Inspiration
The inspiration of our project was to predict the total renewable energy investment in each state in 2020 as accurately as possible given various bits of information about the energy sector in all states.
What it does
Our models take in the 30+ dimensional input data from 2015 to 2019, and attempt to fit meaningful relationships between the input data and and reference variable, the amount of renewable energy assistance.
How we built it
We used Pandas as the base framework to preprocess and organize our data. Most of the models we tried using were implemented in Sklearn, including linear regression, polynomial regression, KNN regression, random tree regression, and more.
Challenges we ran into
The data was very high dimensional but there were not many data points. Even if we trained one big model for all states, we only had 50 states * 5 years = 250 points worth of data that was more than 30 dimensions in size. Even if we cut down redundant/correlated variables, there would still be 15 dimensions. And after running PCA, a dimensionality reduction algorithm, we discovered that the individual states have very distinct data. This led us to believe that training one model per state could be good too, but in practice, this would lead to there only being 5 data points to train on per model, which did not lead to good results. The curse of dimensionality was pulling us down on one end and a lack of generalizable pattern on a national scale was pulling us down on the other end.
Accomplishments that we're proud of
It isn't the flashiest of achievements, but we proved that all the regression techniques we've tried are inferior to the very simple benchmark of taking the average of all 5 years of a state's renewable energy investment to predict the next year.

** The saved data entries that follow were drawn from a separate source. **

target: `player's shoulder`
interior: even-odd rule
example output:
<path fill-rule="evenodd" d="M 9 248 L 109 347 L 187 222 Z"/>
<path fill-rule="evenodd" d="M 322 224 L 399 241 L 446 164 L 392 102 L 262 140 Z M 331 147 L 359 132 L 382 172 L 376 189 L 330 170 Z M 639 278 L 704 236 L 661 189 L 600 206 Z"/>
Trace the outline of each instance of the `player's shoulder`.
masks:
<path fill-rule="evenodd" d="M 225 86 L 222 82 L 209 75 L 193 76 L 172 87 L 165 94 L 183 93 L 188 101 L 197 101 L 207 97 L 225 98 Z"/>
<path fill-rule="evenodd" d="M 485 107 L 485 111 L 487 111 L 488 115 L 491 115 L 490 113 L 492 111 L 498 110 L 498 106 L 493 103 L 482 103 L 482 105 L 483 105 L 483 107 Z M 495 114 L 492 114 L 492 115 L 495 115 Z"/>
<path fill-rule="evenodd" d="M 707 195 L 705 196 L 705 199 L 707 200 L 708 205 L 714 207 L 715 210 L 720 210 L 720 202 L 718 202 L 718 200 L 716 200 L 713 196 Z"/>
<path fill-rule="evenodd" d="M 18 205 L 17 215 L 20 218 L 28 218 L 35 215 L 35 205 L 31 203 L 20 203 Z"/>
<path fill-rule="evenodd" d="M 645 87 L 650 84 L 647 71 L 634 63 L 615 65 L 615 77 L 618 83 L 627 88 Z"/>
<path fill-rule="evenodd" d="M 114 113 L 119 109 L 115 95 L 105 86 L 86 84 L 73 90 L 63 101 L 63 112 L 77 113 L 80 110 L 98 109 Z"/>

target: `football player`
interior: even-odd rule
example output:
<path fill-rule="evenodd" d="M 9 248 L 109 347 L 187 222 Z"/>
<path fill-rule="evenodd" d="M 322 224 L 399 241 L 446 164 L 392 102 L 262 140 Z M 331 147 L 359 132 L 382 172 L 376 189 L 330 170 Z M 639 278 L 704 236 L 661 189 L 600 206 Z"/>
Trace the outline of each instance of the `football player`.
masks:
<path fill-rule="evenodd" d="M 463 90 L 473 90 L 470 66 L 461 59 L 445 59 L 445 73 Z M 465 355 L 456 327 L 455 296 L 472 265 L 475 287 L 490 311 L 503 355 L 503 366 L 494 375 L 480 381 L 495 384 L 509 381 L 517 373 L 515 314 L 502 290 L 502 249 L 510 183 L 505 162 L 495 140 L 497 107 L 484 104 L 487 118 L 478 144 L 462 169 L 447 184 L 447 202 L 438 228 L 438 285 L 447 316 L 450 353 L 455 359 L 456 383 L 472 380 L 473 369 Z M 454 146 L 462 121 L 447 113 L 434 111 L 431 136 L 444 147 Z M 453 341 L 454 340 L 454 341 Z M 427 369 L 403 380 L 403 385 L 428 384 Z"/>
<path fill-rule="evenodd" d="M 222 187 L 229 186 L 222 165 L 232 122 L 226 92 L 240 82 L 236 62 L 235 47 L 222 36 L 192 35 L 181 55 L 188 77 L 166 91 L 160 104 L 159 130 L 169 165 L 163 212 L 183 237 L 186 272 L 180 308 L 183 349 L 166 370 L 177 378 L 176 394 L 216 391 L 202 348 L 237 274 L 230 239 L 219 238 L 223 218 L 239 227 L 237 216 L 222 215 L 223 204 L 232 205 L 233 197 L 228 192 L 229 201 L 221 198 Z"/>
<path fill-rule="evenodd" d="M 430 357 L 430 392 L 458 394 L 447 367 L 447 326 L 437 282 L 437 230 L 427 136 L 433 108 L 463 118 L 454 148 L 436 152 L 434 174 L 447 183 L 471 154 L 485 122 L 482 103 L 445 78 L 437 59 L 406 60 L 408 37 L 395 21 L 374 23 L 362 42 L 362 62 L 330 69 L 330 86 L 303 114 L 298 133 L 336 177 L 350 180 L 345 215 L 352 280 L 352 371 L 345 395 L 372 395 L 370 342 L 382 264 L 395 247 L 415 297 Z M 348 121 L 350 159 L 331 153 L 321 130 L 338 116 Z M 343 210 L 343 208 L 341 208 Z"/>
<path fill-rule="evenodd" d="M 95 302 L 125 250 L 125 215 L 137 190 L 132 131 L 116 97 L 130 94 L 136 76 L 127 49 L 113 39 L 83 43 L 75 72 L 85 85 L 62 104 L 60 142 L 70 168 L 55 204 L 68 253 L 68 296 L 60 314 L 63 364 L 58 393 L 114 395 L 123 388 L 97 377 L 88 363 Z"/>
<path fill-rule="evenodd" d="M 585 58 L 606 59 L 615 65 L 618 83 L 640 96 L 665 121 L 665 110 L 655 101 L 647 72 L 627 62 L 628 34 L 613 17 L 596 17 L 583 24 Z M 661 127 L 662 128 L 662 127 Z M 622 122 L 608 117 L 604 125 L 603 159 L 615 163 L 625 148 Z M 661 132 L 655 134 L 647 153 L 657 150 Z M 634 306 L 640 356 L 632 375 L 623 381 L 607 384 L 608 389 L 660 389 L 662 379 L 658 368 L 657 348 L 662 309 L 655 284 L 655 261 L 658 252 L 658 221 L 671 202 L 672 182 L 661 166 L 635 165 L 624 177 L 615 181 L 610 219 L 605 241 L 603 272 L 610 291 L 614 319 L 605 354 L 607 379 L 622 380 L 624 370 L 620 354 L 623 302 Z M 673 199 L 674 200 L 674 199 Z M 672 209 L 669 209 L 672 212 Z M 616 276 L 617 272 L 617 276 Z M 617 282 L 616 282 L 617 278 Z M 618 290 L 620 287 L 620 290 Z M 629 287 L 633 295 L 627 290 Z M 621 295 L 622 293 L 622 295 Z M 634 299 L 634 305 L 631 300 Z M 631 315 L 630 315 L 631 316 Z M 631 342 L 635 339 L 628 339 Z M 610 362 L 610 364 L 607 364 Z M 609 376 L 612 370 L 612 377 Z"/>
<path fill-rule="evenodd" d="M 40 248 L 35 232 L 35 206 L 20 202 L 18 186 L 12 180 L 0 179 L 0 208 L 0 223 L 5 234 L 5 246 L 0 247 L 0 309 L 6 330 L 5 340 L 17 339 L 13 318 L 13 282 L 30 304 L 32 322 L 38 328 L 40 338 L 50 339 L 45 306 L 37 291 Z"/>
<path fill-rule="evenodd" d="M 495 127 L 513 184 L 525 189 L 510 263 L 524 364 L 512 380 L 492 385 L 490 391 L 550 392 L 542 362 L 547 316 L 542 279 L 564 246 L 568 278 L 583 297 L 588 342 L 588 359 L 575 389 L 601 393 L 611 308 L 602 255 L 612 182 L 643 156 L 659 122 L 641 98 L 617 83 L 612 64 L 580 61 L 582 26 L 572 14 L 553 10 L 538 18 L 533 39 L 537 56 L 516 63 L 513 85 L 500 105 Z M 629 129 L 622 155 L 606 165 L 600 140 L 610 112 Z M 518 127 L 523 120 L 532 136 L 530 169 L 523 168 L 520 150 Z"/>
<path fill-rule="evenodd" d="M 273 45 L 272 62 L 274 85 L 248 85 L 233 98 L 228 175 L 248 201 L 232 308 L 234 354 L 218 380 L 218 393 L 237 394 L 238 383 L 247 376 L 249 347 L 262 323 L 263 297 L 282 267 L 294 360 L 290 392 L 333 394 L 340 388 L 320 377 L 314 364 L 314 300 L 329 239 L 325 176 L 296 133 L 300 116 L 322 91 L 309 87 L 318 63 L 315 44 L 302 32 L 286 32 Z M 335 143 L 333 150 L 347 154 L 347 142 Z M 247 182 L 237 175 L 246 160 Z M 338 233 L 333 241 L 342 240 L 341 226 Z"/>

This shows that at least to our knowledge, there is no good information to be extracted from the data that would improve predictions. Real world phenomena modeled by the predictor MSN features is just too noisy to be interpreted meaningfully.
What we learned
Not all datasets have easily interpretable patterns and meaning, and the curse of dimensionality is very real. Machine learning is cool, but a large amount of information rich data is required to make meaningful conclusions.